A Key Pioneer in the Rise of Google
By Otto Nagengast ‘17
The Center for Social Entrepreneurship’s Friday Speaker Series: March 14, 2014
In the late 1990s, Google started as no more than a useful search engine to navigate the nascent World Wide Web. A decade later, it has cemented itself as one of the giants of the Internet. Google’s transformation from a small business built on a single program to a multifaceted and innovative tech giant has captivated the world and inspired new generations of tech developers. Our Friday speaker, Kristen Morrissey Thiede, has been an instrumental part in the rise of Google.
After graduating from The College of the South, Kristen worked in political advertising. Her primary job was to buy radio and television time for political campaigns. With her experience in marketing, Kristen joined Google and worked to expand the company’s online advertising service. She quickly became one of the largest media buyers on the Internet, and her staff expanded to 40 people. Although already very successful, Kristen felt uncomfortable running an office in which many of the staff were older and more educated than her. Despite “hiring a boss to train [her],” she did not feel that her talents lied with managing people. She decided that she wanted to return to doing “the fringe stuff that no one had ever done before.” For the next year, she split her time between Google headquarters in San Francisco and countries with emerging economies, chiefly India and Brazil. She formed partnership with large media companies to advertise in their online content. She was so successful in establishing Google’s presence in these countries that Google eventually opened permanent offices in both places.
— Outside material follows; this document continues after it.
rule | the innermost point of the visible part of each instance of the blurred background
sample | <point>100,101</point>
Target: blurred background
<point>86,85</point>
Kristen then brought her talents to the New Business Development Team, where she and her team were tasked with finding innovative ideas that would take Google into new areas. After the devastating earthquake in Haiti in 2011, Eric Schmidt sent Kristen and a team to Haiti to improve communications in the massive relief effort. One of the team’s contributions was providing the most up-to-date maps of Haiti for free. With these maps, relief workers could tell what places needed help and how to get there, making their work more effective.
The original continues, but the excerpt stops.